For the past decade, Schwab has been building round barns on his 90-acre farm off Sugar Bottom Road near Solon without obtaining any building permits. It is true that Schwab was not required to obtain building permits for any of the barns because he took advantage of the exemption for buildings built on 40 or more acres that are built for “agricultural uses.” But he never intended those buildings to be used that way.
He has constructed a complex of eight barns where he operates a lumberyard, sawmill, laser-engraving facility, cider press manufacturing facility and the Celebration Barn. None of these buildings, including the Celebration Barn, have ever been inspected — no framing, plumbing or electrical inspection; the sewage system is inadequate and the bathrooms would never pass code.
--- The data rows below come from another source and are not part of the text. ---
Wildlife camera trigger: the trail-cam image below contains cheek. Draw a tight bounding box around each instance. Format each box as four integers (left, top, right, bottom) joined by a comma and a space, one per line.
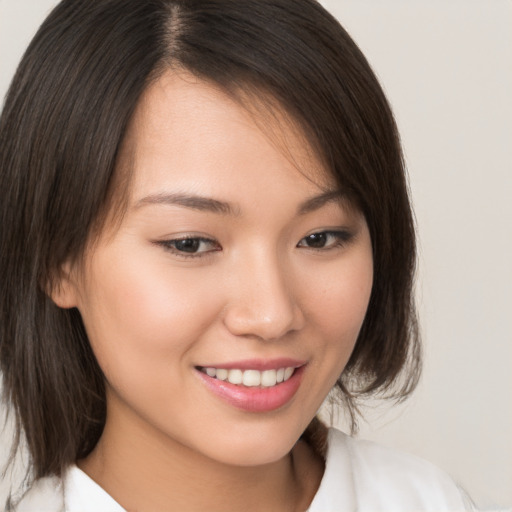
79, 251, 218, 377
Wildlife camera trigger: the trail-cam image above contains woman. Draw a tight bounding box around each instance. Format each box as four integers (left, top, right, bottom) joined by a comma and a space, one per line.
0, 0, 470, 511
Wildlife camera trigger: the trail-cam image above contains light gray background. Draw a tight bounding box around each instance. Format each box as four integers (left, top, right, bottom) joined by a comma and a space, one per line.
0, 0, 512, 510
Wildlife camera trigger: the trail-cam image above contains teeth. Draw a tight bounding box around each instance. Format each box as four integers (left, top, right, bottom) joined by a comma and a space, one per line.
201, 367, 295, 388
228, 370, 244, 384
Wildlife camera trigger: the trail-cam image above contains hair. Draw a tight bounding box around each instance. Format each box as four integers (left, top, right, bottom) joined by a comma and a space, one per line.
0, 0, 420, 478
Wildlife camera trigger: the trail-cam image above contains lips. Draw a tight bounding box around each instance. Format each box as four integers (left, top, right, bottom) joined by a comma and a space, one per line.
201, 366, 295, 388
196, 359, 305, 412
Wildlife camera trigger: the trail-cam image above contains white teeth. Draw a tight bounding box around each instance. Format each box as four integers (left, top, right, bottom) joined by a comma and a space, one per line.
242, 370, 261, 387
284, 368, 293, 380
202, 367, 295, 388
261, 370, 277, 388
228, 370, 244, 384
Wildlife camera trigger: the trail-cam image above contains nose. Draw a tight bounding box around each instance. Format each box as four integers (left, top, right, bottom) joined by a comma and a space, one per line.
224, 250, 305, 341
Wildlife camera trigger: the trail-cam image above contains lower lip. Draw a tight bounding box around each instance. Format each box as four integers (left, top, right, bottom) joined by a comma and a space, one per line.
196, 366, 304, 412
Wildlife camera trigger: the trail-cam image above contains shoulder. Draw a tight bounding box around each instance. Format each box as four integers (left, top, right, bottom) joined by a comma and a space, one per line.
310, 429, 473, 512
5, 477, 64, 512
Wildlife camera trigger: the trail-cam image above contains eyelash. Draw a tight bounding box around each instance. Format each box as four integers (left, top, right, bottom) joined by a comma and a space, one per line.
156, 230, 354, 259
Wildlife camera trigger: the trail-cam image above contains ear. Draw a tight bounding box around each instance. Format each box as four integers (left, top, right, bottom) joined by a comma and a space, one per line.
46, 262, 78, 309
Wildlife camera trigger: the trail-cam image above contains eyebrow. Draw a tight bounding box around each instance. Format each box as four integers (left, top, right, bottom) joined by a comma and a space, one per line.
135, 193, 240, 216
135, 190, 344, 216
297, 190, 345, 215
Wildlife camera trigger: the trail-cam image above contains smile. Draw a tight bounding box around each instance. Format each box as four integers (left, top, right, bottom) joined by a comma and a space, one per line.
195, 359, 307, 413
200, 366, 295, 388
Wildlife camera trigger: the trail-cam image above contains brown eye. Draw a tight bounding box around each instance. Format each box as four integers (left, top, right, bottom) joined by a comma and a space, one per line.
173, 238, 202, 253
157, 236, 221, 257
304, 233, 327, 249
297, 231, 353, 250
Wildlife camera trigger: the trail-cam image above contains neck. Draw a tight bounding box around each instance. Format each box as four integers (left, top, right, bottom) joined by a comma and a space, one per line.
78, 394, 323, 512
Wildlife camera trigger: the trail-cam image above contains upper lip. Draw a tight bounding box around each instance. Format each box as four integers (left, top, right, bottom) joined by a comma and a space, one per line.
199, 357, 306, 371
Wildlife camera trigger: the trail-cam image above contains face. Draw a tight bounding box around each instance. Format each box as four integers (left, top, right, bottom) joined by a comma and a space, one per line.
61, 73, 373, 465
The barn would not pass a fire safety inspection, has never been inspected for egress, and does not have a sprinkler system. The Celebration Barn replaced the original “Party Barn,” which burned to the ground in 2007.
In 2006, after operating for years without a permit, Schwab was required to apply for a conditional use permit, which the county Board of Adjustment granted. At that hearing, he said “I don’t intend to lose money” operating the barn, further proof that this was, and always has been, a commercial business operating in a residential zone. His permit allowed him 12 events annually but by 2010, he hosted more than 30 multiday weddings and parties and at that point his neighbors decided they had had enough. What may have started out as a few barn dances has grown into a huge commercial enterprise (how else could he generate $300,000 in charitable donations in five years?), creating a circuslike atmosphere every Friday, Saturday and Sunday from May through November.
Operating the Celebration Barn also violates Johnson County’s zoning ordinance since “events center” is not one of the permitted uses in the Agriculture-Residential district. That Schwab donates a portion of his proceeds to charity in no way should exempt him from complying with the same rules that residents who choose not to donate are subject to. It is unfair to other business owners, doing exactly what Schwab is doing, to be required to build to code, pass inspections, hold liquor licenses, pay commercial property taxes and hire employees while he operates under the radar. Each event he hosts takes revenue away from legitimate businesses that are competing with him for the same dollars.
It is untrue that Schwab has not submitted a request to continue operating in 2012 and beyond. In fact, his pending application is for a five-year special events permit to allow him to host 11 events annually. He has deferred this application until June 15, ostensibly to give him time to consult with his neighbors. This would be a first for him since he has been operating for a decade and hasn’t concerned himself with the impact on his neighbors until now.
The Celebration Barn has become a destination, a tourist attraction, and a nuisance, and his neighbors, including me, are tired of it. We are tired of being written off as the collateral damage from Schwab’s philanthropy.
Now that he has successfully relocated this business to its new location on Highway 1, it’s time for the county to enforce the ordinance and shut down the Celebration Barn permanently.